退院後、大杉と野枝は足尾銅山鉱毒事件で水の底に沈められた谷中村を訪れ、「同志」として過去を背負いながら共に生きることを誓い合う。その後、野枝は大杉の子・魔子を出産。貧しい生活の中でも、野枝は女性労働者への取材を続け、大杉とともに雑誌『文明批評』を創刊する。
大正12年9月1日、関東大震災が発生。震災後の混乱の中で朝鮮人や社会主義者への流言が広まり、自警団による暴力が横行する。同志の一人が「革命の好機」と煽るが、大杉はそれを否定し、「どさくさに紛れた行動は革命ではない」と一喝する。
野枝は炊き出しを行い、手持ちの着物をすべて困窮者に渡す。着るものがなくなった2人は白い洋服を身にまとい、大杉の弟が住む横浜を訪ね、6歳になる甥・宗一を預かる。
大杉と野枝は宗一を連れて東京へ戻るが、帰り道で憲兵大尉・甘粕正彦(音尾琢真)に連行される。憲兵司令部での尋問では、甘粕が震災の混乱を無政府主義者の陰謀と決めつけ、野枝と大杉を激しく罵倒する。野枝は毅然と反論し、民衆の幸福を顧みない権力の横暴を糾弾するが、甘粕は暴力で黙らせようとし、ついには野枝を雨の中へ引きずり出す。そこで彼女が目にしたのは、すでに殺されていた大杉の遺体だった。
その夜、甘粕らは野枝と大杉の遺体を古井戸に遺棄する。数日後、新聞の号外が2人の死を報じ、村木源次郎ら同志たちは怒りに震える。
事件から1年後、村木は野枝の故郷・今宿を訪れ、大杉と野枝の遺児・魔子と再会する。「もう少しママとパパと遊びたかったな」と語る魔子に、村木は「人はいつかお空に行くんだよ」と静かに答える。

感想(ネタバレ有)

衝撃的な最期で幕を閉じた、わずか28年という短くも濃密な人生に圧倒される。

意に添わない結婚から逃れ、英語教師・辻潤との同居生活を始めた野枝は、やがて社会主義者・大杉栄との運命的な出会いを果たします。貧困、ジェンダー格差、言論の自由といった、現代にも通じるテーマに満ちていて、彼女の生き方そのものが問いかけの連続でした。
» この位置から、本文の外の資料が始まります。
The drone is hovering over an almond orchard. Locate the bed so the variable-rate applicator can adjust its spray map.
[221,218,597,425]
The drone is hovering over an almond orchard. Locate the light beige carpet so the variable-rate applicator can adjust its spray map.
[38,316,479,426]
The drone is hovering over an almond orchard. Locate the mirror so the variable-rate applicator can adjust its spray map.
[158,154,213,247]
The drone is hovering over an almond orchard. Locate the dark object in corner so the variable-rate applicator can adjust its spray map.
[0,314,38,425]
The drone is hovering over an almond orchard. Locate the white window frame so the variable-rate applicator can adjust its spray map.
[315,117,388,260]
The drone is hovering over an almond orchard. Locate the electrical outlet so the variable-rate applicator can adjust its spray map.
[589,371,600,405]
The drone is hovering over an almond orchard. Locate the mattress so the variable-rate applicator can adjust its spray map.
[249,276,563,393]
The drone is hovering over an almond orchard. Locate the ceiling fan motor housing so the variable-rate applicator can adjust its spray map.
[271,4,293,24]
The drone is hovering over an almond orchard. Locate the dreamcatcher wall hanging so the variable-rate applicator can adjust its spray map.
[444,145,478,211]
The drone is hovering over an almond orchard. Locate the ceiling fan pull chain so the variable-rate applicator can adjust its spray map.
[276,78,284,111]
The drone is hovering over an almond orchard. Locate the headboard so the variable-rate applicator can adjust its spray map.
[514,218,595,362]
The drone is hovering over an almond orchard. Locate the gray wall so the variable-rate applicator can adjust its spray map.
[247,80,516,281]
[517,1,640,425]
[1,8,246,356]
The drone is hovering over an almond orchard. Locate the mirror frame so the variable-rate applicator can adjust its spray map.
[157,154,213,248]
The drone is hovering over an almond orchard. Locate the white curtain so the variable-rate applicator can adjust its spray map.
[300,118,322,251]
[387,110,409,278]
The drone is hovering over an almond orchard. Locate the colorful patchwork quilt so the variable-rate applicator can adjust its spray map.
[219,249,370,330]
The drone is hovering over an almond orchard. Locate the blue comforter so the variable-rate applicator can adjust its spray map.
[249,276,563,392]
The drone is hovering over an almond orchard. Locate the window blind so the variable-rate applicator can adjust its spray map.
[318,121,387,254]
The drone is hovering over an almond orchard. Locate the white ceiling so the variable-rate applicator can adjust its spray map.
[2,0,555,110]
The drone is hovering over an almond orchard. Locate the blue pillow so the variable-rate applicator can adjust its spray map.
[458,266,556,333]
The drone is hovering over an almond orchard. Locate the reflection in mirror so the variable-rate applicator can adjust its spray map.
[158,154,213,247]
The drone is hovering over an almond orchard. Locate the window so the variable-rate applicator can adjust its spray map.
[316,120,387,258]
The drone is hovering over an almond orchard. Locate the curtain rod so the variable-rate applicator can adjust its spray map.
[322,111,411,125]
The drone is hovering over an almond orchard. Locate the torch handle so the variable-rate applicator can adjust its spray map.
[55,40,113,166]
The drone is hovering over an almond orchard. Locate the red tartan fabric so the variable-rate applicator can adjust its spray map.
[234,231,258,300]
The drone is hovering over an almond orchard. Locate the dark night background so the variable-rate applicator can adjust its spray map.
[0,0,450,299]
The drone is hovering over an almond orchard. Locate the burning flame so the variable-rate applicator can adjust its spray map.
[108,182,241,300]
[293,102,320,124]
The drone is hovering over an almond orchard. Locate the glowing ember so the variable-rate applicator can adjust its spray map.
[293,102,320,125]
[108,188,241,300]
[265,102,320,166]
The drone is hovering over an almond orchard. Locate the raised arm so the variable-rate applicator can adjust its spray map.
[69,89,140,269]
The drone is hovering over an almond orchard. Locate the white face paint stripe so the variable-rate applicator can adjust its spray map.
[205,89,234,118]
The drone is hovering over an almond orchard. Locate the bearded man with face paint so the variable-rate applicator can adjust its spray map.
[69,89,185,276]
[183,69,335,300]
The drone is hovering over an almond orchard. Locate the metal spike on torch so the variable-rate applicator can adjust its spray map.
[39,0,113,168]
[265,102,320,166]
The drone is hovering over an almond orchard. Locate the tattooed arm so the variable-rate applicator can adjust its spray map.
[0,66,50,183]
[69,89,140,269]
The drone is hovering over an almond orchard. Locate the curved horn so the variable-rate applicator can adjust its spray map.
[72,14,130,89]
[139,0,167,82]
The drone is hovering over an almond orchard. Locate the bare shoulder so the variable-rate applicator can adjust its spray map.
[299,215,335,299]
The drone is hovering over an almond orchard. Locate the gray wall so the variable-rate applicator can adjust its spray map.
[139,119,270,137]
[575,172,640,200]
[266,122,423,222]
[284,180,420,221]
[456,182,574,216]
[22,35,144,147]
脚本は史実とフィクションを巧みに織り交ぜながら、重厚な映像美とともに、野枝の内面を丁寧に描いていました。吉高由里子さんは野枝の信念と情熱を繊細かつ力強く表現していて、圧倒的な存在感に引き込まれました。

ドラマでは割愛されていましたが、野枝は辻との間に2人の子どもを、大杉との間には5人の子どもをもうけています。第2話で、大杉が「女の人はあっという間に変わっちまう。もうすっかりお母さんだ」と何気なく言ったひとこと(おそらく本人は褒めたつもり)に、野枝が「無礼だ」と激しく怒りをあらわす場面が印象的でした。

あなたには、望まずして変わっていく女の気持ちがわかりませんか? 家事や子育てに追われ、知らず知らずのうちに変わっていく女の気持ちがわかりませんか? 男の人の影響を受けて変わっていく女の気持ちがわかりませんか?

女性が望まずして変化を強いられる現実への痛烈な批判が込められていて、今の時代にも響く問いだと思います。

大杉との自由恋愛の末の「日陰茶屋事件」以降、野枝は世間からの激しいバッシングにさらされ、親しかった女友達からも絶縁されてしまいます。生活は常に困窮し、警察の監視下に置かれ、大杉との生活に安らぎはなかったかもしれません。それでも野枝は信念をつらぬき、理想を追い続けました。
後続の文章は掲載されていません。